Programming using Python 2.7.6: I solved Dhananjay's Magical Word using python 2.7.6 and below is my code. However before looking in to code you must understand the problem statement:

If you go through the problem statement, it clearly articulated that input format as string - which means user can input any string (e.g. special character, alphanumeric, mix of small and capital alphabet etc). For character (whether it's a numeric, special character or small or capital alphabet) within a given string should be replaced only by nearest alphabet whose ASCII value should be prime (Dhananjay's Magical Number).

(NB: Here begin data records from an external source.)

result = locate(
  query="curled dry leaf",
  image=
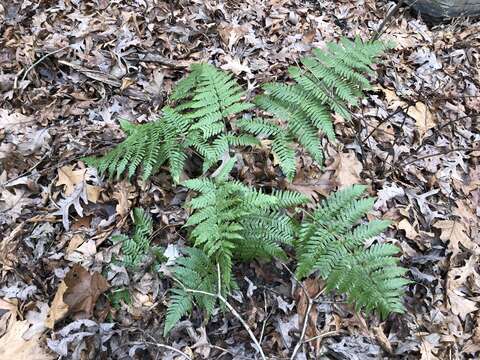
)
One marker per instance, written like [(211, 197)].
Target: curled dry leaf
[(83, 291), (12, 344), (423, 118), (348, 170), (76, 295), (456, 233)]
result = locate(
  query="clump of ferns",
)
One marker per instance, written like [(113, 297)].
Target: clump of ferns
[(207, 105), (198, 120)]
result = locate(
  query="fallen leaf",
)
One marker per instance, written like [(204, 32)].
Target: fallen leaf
[(348, 170), (72, 178), (58, 309), (460, 305), (83, 291), (410, 231), (124, 193), (455, 233), (13, 121), (313, 287), (423, 118), (12, 343)]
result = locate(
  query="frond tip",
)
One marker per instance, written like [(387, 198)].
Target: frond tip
[(329, 243), (328, 82)]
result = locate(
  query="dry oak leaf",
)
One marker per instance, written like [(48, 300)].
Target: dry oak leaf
[(455, 232), (348, 171), (12, 344), (423, 118), (58, 309), (124, 193), (83, 291), (71, 178)]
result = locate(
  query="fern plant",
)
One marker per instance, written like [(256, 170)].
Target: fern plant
[(327, 82), (230, 221), (329, 243), (135, 248), (194, 271), (198, 121)]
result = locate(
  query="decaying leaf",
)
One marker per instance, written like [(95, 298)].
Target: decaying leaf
[(58, 309), (12, 343), (83, 291), (455, 233), (72, 178), (348, 171), (423, 118), (76, 295)]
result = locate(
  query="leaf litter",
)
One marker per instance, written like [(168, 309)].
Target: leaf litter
[(71, 70)]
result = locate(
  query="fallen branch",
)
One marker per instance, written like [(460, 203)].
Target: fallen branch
[(235, 313), (311, 301)]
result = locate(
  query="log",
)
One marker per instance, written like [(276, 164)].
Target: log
[(445, 9)]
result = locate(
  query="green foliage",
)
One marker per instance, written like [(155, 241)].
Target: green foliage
[(204, 102), (329, 243), (230, 221), (136, 247), (119, 296), (327, 82), (233, 220), (194, 271)]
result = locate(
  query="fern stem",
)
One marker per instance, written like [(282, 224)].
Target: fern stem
[(235, 313)]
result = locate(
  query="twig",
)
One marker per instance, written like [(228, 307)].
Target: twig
[(25, 73), (169, 348), (394, 11), (307, 312), (235, 313), (325, 334)]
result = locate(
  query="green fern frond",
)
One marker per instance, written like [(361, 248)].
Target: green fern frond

Again if the character is equidistant to two prime ASCII value of alphabet (Dhananjay's Magical Number) then lower ASCII value should be taken.

Code in Python 2.7: 

Alphabet = ['A','B','C','D','E','F','G','H','I','J','K','L','M','N','O','P','Q','R','S','T','U','V','W','X','Y','Z','a','b','c','d','e','f','g','h','i','j','k','l','m','n','o','p','q','r','s','t','u','v','w','x','y','z']

FinalPrimeAlphaASCII = []

#num = int(raw_input())

def isprimenumber(number):

    flag = 0

    for i in range(2,number/2 +1):

        if number % i == 0:

            flag = 1

            break

    if flag == 0:

        return True

for Alpha in Alphabet:

    if isprimenumber(ord(Alpha)): FinalPrimeAlphaASCII.append(ord(Alpha))

magicalword = ''

magicalwords = []  

NumberOfTestCases = int(raw_input())

while (NumberOfTestCases > 0):

    N = int(raw_input())

    userinput = raw_input()

    for s in userinput: # Iterate through each character in given string         

        if ord(s) <= FinalPrimeAlphaASCII[0]: # Any character whose ASCI value less than or equal to 67

            magicalword = magicalword + chr(FinalPrimeAlphaASCII[0])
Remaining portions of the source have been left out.